BACKGROUND OF THE INVENTION 1. Field of the Invention The present invention relates to a lead frame having a heat sink and a method for manufacturing a semiconductor device.

[0002]

2. Description of the Related Art A semiconductor device called a video pack (trade name) in which deflection circuits such as TV, HDTV, and CRT are integrated has been commercialized by the present applicant. Although a ceramic substrate to which semiconductor elements and other components are fixed is housed in a single package, the product is supplied by resin molding as a natural aim of cost reduction. Further, a method of using a lead frame like other semiconductor devices so as to be easily put into a manufacturing line is disclosed in, for example, Japanese Patent Laid-Open No. 6-163.
No. 786.

Referring to FIG. 7, 1 is two connecting strips, 2
Is a tie bar, one end of the lead 3 is connected to the tie bar 2, and the other end of the lead 3 is superposed on the heat sink 4 and bent to a part of the ground lead 5 for holding the heat sink 4 on the tie bar 2. By providing the portion 6, the tip portion of the lead 3 is superposed on the heat dissipation plate 4. D with heat sink
The IP type and SIP type lead frames process heat sinks from thick plates, and other parts from thin plates.
In contrast to joining by caulking, the above method is for processing from a single deformed material having a thick part and a thin part,
It has the advantage of being able to reduce costs.

However, moving the heat sink 4 with respect to the position of the tie bar 2 requires that the heat sink 4 be held by two ground leads 5. If the heat radiating plate 4 is made up of a thin wall portion, it is still necessary to make the heat radiating plate 4 at a thick wall portion because it is necessary to give the heat radiating plate 4 a heat capacity of a certain amount or more. Therefore, for example, when the heat radiation plate 4 having a size of 25 × 12 mm is formed, the weight of the heat radiation plate 4 causes the heat radiation plate 4 to move to the left and right, which makes it impossible to perform accurate alignment in the assembly process. There may still be thick leads for discrete type power semiconductor devices, but if a lead width of, for example, about 0.5 mm is required for integrated circuits, fixing the heat sink 4 becomes almost impossible.

Therefore, the applicant of the present application proposes to shift the leads 3 instead of shifting the heat dissipation plate 4. That is, the heat radiating plate 4 is fixed to the frame, and the ground lead 5 is bent to overlap the lead 3 and the heat radiating plate 5.

[0006]

However, shifting the leads 3 means that the leads 3 can no longer be held on other parts of the frame except their roots. Since the lead 3 needs to have a length that overlaps with the heat dissipation plate 4 and a length that is exposed to the outside of the resin, a length of about 25 mm is required to match the above dimensions. Fixing such a long-sized lead only at the root portion has a drawback in that the lead tip portion is shaken, which also hinders the alignment in the assembly process.

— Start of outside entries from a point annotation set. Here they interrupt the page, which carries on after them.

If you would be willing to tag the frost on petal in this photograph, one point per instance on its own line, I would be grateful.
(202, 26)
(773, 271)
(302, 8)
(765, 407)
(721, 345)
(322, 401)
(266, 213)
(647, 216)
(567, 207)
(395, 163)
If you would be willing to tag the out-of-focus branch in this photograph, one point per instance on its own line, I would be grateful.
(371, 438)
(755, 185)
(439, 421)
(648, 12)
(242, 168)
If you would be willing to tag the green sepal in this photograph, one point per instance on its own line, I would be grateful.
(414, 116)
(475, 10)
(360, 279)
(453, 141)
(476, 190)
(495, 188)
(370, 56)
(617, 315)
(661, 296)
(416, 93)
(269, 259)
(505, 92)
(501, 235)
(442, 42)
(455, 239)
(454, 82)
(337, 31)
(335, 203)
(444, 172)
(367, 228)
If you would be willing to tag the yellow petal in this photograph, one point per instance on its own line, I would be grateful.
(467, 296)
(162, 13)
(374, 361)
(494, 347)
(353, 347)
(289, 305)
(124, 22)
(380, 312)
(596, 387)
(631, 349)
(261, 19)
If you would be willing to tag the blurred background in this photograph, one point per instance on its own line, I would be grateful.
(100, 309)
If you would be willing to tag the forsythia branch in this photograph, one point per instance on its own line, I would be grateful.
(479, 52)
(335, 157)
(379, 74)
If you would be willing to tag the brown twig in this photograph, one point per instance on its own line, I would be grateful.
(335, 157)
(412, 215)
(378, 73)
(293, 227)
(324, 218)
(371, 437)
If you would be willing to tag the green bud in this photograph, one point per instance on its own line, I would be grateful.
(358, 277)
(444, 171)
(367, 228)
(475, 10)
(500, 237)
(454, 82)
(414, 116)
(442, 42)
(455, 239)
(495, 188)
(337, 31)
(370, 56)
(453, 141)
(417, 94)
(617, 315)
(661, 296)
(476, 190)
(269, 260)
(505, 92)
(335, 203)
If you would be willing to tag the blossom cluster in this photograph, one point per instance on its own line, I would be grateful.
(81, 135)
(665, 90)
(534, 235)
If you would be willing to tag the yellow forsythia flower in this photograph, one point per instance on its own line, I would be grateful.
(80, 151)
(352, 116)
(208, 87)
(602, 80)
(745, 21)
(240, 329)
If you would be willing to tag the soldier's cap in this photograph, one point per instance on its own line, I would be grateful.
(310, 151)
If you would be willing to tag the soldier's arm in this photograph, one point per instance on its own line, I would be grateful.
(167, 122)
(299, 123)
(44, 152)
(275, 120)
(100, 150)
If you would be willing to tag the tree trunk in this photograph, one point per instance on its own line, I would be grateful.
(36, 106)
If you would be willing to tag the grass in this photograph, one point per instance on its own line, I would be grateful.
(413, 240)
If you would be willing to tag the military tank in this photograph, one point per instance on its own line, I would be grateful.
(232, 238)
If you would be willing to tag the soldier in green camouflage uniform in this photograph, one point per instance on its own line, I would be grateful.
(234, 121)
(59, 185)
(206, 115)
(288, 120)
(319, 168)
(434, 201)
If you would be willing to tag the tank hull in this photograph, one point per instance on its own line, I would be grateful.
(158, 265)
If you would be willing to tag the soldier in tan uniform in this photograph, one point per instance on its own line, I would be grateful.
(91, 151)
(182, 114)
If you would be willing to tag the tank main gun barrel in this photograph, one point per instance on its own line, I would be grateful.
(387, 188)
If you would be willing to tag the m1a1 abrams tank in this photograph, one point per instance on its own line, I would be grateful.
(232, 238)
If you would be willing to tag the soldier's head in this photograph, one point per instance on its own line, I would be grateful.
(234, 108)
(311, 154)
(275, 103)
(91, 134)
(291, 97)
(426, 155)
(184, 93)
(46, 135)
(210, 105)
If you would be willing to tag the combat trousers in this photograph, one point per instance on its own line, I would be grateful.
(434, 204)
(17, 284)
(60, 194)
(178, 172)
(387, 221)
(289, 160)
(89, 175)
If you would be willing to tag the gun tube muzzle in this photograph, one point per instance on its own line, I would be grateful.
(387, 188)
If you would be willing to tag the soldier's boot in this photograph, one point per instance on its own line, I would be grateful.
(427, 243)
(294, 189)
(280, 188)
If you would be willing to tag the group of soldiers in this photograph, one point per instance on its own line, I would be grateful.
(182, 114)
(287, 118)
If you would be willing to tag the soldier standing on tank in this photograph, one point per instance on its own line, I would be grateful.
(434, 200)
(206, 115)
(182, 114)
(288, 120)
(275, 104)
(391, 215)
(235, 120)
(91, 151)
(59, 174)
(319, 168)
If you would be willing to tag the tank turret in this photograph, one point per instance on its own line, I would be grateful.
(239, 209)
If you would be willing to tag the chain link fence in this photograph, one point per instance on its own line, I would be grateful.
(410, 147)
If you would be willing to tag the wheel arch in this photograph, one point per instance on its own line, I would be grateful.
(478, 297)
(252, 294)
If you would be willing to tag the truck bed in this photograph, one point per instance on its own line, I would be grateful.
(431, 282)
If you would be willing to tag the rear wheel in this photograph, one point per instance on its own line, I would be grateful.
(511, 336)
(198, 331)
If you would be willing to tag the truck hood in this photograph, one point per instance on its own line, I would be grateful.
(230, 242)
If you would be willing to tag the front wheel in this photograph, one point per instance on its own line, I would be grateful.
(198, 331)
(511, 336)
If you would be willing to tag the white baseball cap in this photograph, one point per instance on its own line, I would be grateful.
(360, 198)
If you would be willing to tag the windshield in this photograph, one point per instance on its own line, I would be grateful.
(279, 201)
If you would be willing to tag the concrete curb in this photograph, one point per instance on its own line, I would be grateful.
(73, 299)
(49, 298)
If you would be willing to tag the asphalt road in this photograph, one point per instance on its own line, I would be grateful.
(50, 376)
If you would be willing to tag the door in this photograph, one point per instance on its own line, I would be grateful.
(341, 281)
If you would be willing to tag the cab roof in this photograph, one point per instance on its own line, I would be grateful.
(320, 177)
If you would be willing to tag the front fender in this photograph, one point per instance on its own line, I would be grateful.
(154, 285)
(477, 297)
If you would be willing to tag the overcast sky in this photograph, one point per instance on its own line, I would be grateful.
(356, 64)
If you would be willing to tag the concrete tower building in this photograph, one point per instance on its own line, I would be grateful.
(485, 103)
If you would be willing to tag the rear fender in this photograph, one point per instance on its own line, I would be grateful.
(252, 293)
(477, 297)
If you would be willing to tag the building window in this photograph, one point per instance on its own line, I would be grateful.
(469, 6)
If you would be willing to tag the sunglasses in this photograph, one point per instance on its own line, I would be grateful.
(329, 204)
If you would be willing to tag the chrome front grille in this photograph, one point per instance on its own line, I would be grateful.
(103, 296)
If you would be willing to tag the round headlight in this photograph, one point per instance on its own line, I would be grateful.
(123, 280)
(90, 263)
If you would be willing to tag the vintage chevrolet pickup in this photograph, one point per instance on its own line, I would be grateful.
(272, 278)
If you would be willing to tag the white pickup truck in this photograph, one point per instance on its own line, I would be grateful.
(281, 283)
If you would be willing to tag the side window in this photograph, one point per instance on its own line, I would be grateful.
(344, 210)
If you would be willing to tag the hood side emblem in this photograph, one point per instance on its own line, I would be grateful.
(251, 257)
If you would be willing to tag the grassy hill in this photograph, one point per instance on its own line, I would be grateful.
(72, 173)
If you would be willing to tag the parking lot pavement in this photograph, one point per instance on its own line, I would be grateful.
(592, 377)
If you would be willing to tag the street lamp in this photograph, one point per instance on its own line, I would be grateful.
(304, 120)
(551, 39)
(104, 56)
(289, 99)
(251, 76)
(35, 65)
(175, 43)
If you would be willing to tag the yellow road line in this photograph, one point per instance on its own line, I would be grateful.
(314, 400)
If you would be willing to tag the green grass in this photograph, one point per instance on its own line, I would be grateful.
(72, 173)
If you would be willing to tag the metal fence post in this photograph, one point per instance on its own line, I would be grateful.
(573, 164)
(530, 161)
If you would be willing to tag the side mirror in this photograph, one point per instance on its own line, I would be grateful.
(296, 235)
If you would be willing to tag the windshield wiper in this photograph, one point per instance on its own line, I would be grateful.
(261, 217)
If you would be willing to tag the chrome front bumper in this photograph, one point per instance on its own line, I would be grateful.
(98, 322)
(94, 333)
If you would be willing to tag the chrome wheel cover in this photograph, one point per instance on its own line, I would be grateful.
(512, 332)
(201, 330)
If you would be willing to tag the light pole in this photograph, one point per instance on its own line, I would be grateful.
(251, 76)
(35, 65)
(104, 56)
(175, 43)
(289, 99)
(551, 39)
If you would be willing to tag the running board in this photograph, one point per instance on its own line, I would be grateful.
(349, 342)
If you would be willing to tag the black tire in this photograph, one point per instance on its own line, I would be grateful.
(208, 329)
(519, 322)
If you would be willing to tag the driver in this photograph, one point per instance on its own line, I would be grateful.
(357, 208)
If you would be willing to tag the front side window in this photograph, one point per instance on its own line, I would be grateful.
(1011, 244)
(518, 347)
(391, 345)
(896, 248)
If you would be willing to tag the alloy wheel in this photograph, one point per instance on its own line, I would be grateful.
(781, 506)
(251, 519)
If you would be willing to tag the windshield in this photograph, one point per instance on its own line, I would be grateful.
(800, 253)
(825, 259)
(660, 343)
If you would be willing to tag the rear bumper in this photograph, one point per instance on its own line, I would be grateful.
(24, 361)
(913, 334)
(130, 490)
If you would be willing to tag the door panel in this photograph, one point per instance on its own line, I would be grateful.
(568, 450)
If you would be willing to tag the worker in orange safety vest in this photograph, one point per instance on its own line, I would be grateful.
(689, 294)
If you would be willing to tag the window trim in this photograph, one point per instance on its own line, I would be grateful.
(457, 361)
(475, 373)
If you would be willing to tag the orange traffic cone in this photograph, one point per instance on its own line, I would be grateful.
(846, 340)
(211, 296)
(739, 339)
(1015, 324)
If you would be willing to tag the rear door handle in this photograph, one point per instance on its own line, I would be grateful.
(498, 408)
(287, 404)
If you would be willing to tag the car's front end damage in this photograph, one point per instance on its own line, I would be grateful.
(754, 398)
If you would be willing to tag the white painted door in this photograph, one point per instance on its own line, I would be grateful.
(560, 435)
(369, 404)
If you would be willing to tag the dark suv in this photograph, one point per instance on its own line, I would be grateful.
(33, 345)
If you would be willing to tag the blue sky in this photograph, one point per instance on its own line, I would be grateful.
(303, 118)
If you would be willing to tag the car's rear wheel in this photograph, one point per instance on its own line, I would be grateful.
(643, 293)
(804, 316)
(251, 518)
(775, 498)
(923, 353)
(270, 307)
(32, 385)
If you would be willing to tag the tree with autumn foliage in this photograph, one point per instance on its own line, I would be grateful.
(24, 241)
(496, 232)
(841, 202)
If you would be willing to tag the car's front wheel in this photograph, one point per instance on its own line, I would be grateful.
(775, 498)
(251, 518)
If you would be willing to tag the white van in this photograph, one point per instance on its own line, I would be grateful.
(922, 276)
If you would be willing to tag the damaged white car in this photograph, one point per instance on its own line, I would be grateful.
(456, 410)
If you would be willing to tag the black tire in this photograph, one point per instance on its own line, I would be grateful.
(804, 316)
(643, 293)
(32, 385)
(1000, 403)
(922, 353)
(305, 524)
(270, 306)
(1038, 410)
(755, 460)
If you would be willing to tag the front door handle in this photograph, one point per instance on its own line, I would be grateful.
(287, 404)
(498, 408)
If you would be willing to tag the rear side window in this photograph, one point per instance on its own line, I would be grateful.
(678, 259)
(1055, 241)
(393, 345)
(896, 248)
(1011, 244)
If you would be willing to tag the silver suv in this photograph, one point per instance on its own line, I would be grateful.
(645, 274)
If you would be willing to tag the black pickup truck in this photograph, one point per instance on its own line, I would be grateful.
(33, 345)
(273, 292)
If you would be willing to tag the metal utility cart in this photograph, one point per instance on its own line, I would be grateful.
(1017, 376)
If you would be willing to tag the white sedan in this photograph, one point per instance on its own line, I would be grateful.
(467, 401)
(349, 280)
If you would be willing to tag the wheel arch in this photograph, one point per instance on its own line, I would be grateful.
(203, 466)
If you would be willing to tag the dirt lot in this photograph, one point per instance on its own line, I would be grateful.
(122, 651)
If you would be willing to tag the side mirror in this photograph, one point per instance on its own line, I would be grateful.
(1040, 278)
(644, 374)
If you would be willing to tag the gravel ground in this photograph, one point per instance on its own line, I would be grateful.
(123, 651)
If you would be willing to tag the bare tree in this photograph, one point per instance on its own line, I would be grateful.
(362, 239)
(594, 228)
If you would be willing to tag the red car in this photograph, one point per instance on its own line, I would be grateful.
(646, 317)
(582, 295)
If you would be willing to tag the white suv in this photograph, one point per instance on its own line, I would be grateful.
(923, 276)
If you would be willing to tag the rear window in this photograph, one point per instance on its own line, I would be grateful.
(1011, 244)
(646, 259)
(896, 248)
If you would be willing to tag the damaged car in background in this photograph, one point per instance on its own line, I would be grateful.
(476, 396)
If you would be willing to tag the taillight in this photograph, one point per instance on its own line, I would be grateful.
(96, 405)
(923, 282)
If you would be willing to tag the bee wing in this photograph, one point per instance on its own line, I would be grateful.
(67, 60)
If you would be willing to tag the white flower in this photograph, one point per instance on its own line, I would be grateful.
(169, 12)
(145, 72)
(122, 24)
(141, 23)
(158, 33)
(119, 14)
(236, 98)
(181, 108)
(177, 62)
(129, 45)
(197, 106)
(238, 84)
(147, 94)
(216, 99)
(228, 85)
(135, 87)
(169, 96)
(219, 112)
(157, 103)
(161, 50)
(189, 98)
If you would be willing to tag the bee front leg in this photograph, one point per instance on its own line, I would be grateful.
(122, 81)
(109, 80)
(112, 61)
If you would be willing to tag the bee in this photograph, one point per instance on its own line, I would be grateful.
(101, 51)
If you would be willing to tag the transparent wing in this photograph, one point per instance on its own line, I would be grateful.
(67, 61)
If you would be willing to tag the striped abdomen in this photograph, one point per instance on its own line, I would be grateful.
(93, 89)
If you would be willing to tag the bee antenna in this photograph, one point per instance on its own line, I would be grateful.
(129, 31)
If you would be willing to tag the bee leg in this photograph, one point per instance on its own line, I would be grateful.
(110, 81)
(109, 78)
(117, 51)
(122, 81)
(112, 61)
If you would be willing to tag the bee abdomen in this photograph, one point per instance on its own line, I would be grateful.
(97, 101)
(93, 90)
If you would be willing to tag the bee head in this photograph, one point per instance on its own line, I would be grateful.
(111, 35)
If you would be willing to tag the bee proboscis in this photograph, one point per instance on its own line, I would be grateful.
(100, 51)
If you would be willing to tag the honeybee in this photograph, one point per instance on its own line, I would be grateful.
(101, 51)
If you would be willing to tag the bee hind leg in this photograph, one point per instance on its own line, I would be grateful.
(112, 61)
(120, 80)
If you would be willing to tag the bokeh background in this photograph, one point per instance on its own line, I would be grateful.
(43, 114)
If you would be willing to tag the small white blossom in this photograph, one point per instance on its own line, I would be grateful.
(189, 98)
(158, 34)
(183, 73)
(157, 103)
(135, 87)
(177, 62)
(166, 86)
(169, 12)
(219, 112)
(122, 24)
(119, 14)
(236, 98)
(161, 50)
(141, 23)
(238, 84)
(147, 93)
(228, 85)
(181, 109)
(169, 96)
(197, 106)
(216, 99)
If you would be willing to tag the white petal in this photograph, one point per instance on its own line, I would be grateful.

Incidentally, Japanese Patent Publication Nos. 48-26427 and 4
Similar technologies are disclosed in Japanese Patent Publication No. 9-47982 and Japanese Patent Publication No. 49-36504, but both of them are made of a material having the same thickness, and are intended for a single transistor, and the number of pins is It is not intended for many integrated circuits. Small size and thick lead. Therefore, it is presumed that sufficient strength is obtained even if the lead is held only at the root part.

[0008]

SUMMARY OF THE INVENTION The present invention has been made in view of the above-mentioned conventional problems, and has a structure in which a lead is shifted by bending a part of a frame body and the tip of the lead is superposed on an upper portion of a heat dissipation plate. In the lead frame to be obtained, a plurality of leads are connected to each other by a lead tie bar, and a portion extending more than a required length as a lead is connected to a connecting strip by a flat plate-shaped expansion portion, thereby It is intended to provide a lead frame that prevents blurring.

[0009]

According to the present invention, since the lead tips and the heat radiating plate are superposed on each other by not moving the heat radiating plate but moving the connecting strips in position, a plurality of heat radiating plates are formed. It can be fixed to the connecting strips or tie bars in place. Therefore, it is possible to prevent the shake due to the weight of the heat sink.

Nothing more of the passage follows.